No mesmo sentido, embora com abordagem diferente, mas com igual finalística, é importante abordar o conteúdo do inciso XXXV, do Art. 5º da Constituição, o qual contempla em si a inafastabilidade de apreciação judicial/controle jurisdicional das demandas apresentadas ao Poder Judiciário, o que implicaria em dizer que as pretensões que se deseje aduzir, por parte do executado nos processos de execução, não podem ser excluídas da oportunidade de apreciação judicial, o que poderia à grosso modo, ser visto como entendimento do legislador constituinte, anterior à própria garantia ao contraditório, e caminho para a fixação do mesmo como direito/garantia individual. Inegável é, portanto, a existência concreta do contraditório.
Se hoje dispomos de previsão palpável e expressa acerca do necessário direito fundamental ao exercício da contraposição de idéias e argumentações em processos nas esferas administrativa e judicial, existente na letra da Lei Maior, isso nem sempre ocorreu assim no Brasil. Antes de 1988, não detínhamos em legislação processual civil, ou constitucional, previsão expressa acerca do contraditório, vislumbrando esta, apenas em matéria processual penal.
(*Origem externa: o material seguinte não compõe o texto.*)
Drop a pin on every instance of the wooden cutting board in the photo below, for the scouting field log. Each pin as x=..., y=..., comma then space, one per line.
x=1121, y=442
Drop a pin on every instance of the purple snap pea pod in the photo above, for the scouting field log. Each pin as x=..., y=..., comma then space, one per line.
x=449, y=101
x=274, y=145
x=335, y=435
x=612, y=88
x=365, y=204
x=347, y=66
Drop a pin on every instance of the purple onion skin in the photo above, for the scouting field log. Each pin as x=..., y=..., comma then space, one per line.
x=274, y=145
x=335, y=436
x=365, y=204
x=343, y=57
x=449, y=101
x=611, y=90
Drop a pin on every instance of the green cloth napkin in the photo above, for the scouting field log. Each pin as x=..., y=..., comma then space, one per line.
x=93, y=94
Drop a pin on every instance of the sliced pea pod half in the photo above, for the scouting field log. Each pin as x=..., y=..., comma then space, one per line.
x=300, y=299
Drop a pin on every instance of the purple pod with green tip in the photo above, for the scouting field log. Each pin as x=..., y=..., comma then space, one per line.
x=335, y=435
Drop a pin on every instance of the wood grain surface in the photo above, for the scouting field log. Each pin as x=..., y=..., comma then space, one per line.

Portanto, nos atendo ao âmbito judicial, se qualquer processo carece de respeito à concessão de oportunidade para o exercício do contraditório, no processo de execução não seria diferente, pois a previsão constitucional, como dito, contempla a todos, sem exceção.
Há de se salientar que o contraditório, especificamente no processo de execução, mesmo depois da promulgação da Carta Magna, tinha via estreita, ou seja, dispunha de oportunidades de aplicação permeadas de condicionantes (cite-se a necessária garantia do juízo) e adstritas a hipóteses elencadas numerus clausus, fora das quais, não seria admissível defender-se, por pura falta de previsão legal.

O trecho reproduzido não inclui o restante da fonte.